As the NRA continues to act as the biggest obstacle to change in our society's perception of gun ownership and value of life, the rate of lives lost to gun violence is rapidly increasing each year. Since 2005, there have been 280,000 mass shootings here in America, and yet there are no real concrete changes being developed.

The firearm homicide rate in the U.S. is 20 times greater than in other high-income countries. The higher prevalence of gun ownership and much less restrictive gun laws are crucial reasons why our nation is facing a gun violence epidemic. Where are we going as a nation when shooting down innocent children is accepted and ignored?

Restricting ownership of military-style assault weapons is not only the common-sense step we can take as a nation to prevent further mass shootings from occurring. Universal background checks play a huge role in who operates, owns and sells these deadly weapons, and surprisingly this is one issue Americans mostly agree on.
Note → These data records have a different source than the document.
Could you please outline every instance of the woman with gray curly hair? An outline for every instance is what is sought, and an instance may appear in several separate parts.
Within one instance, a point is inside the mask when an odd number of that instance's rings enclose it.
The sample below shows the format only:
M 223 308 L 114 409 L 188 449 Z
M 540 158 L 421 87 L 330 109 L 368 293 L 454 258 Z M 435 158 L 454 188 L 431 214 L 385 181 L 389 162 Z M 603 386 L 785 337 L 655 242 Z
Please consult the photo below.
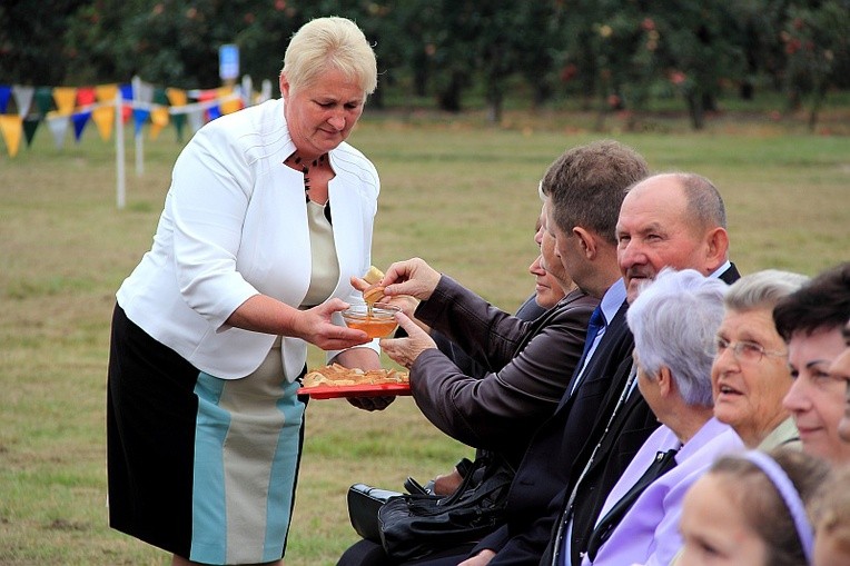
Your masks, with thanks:
M 280 564 L 307 345 L 380 367 L 339 315 L 370 265 L 378 176 L 345 140 L 376 77 L 354 22 L 304 24 L 283 98 L 209 122 L 182 150 L 152 248 L 117 292 L 109 520 L 175 565 Z
M 727 285 L 694 270 L 662 270 L 629 307 L 636 384 L 661 421 L 605 500 L 584 565 L 670 564 L 691 484 L 743 447 L 712 414 L 711 345 Z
Most important, these background checks need to be enforced heavily in concert with “private sales” of weapons in gun shows, the Internet, and news advertisements. The Coalition to Stop Gun Violence explains this dire need, as "current federal law requires criminal background checks only for guns sold through licensed firearm dealers, which account for just 60% of all gun sales in the United States.” Since the Sandy Hook shooting in 2012, President Obama has attempted on several occasions to have Congress pass a federal law for universal background checks on all sales of firearms, but every time it is nixed due to the NRA’s political power.

As a prospective teacher, I find it extremely difficult to watch our nation grow more accustomed and numb to the increasing number of lives lost due to gun violence, in particular young students. No matter the obstacles the NRA or other anti-gun control supporters place in our path to success, change is possible -- beginning with the refusal to accept these tragedies as normal.